# tank-noob with unhealthy red jungle val



## FatherLandDescendant (Jul 24, 2014)

Lot of people here (not me but...) use eco-compleat.

Dosing any fertlizers?


----------



## Rock_Dove (Sep 12, 2014)

I just recently shoved some diy osmocote capsules down there, but it was going red and weird before that. I was hoping it would help.


----------



## FatherLandDescendant (Jul 24, 2014)

Not sure about vals as I've never kept them, but many plants are water column feeders and use roots to mostly hold them in place. Lookup (in the fert section) the EI concept and start dosing the water column would be my advice. If the vals don't need them surely the other plants do, and healthy plant growth eliminates algae problems


----------



## Rock_Dove (Sep 12, 2014)

I had no idea what that was searching made me feel like it was reading a foreign language lol 
Is this stuff I can buy? 

*40-60 Gallon Aquariums*
+/- 1/2 tsp KN03 3x a week
+/- 1/8 tsp KH2P04 3x a week
+/- 1/8 (10ml) Trace Elements 3x a week
50% weekly water change


----------



## FatherLandDescendant (Jul 24, 2014)

This member sells dry ferts, they also have a premixed solution they sell.

http://www.plantedtank.net/forums/showthread.php?t=690881

A lot of people (including me) buy from here. As a side note I wish I would have went with Nilocg's products as they seem to be a better deal... At lest to me 

http://greenleafaquariums.com/


----------



## Rock_Dove (Sep 12, 2014)

I've defiantly got some reading to do on all this. Thanks for all your help!!! roud:


----------



## philipraposo1982 (Mar 6, 2014)

I actually think the redness your seeing is normal for Val's in that much light


When I see this stuff in the lakes its a deep red color and its healthy.


----------



## AGUILAR3 (Jun 22, 2013)

It could mean either of 2 things, they are are growing transparent and slowly dying or the light is very bright and they are turning a reddish color. One of my vals that is right under my cfl is a pinkish red at the tips and it hasn't died yet. 

Since you mentioned that you have a small algae issue, it's more than likely the 4 lights. If they continue to turn transparent and melt away, then it may be some nutrient deficiency.


----------



## bigtrout (Sep 6, 2014)

I collected val americana from the allegheny river for my tank, in the river in shallow water high sunlight, most leaves are red and copper red like yours, in my low tech med light tank, the collected vals turned green except the tips near the surface which get red like yours, or almost a copper brown for the ones immediately under the light.
Verdict is, the light level causes the red, and yours look normal


----------



## Linwood (Jun 19, 2014)

I hope you find the solution as I have something similar, though with low-mod light, what is weird about mine is some is growing like mad, I mean up, bending over, being trimmed, spreading, very green. Others are transparent and off color, much like your photo. Same water column, same substrate, nothing I can see that's different. In fact a couple of the bad ones are right near a root tab, and the biggest have no root fertilization near them.

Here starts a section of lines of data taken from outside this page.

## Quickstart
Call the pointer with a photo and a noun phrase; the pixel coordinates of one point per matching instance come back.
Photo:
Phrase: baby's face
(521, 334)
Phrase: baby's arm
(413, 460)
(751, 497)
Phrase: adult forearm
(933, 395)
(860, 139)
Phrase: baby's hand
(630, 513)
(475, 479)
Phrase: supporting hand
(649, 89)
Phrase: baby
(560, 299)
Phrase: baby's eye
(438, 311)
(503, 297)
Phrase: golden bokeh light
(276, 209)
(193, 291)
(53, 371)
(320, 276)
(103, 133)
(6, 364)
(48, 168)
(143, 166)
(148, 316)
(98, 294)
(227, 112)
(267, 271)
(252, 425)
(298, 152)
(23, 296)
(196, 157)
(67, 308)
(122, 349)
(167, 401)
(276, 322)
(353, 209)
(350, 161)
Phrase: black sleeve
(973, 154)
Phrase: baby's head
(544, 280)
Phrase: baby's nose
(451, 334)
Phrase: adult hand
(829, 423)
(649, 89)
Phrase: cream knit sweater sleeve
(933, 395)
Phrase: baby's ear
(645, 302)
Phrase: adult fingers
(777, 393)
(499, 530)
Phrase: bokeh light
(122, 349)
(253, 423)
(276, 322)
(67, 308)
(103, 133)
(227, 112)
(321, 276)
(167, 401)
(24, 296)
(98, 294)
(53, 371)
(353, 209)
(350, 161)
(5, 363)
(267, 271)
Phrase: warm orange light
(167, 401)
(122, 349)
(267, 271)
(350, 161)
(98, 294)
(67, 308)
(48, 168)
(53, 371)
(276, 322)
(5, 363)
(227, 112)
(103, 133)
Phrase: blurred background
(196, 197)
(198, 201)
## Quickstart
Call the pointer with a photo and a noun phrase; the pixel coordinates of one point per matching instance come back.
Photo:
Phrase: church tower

It makes me wonder if I have two different kinds, though they otherwise look the same (i.e. structure, roots, shapes).


----------



## Rock_Dove (Sep 12, 2014)

I love the idea that they are just red, That would be awesome if they could be red and healthy!...but I don't think that is the case. A lot of my other plants aren't doin so hot either. 
I was wrong about my lighting as well. I have 2 6500k and some how ended up with 2 5000k?
Must have grabbed the wrong ones. I am not totally savvy on lighting, but they were just from home depot. 
I had an expensive light the aquarium store sold me that held 1 t5ho. It broke like a few months later and there was no way I was going to pay that again, so I DIY'd it.
in the time between the broken light and the new diy deal a lot of plants died. This is them coming back so maybe they are just still adjusting and I am impatient? The funny lookin plants are still sending out runners so either they might be ok after adjusting, or they are trying a last ditch effort to survive? 
I know orchids can pop out a keiki when they are dying as a last attempt, not sure how aquarium plants work though. 
I'm def gonna get on a good fert. routine. I just bought some water wysteria to try and soak up excess nutrients and get this algea under control. it seems to be suffocating my poor amazon sword trying to come back.


----------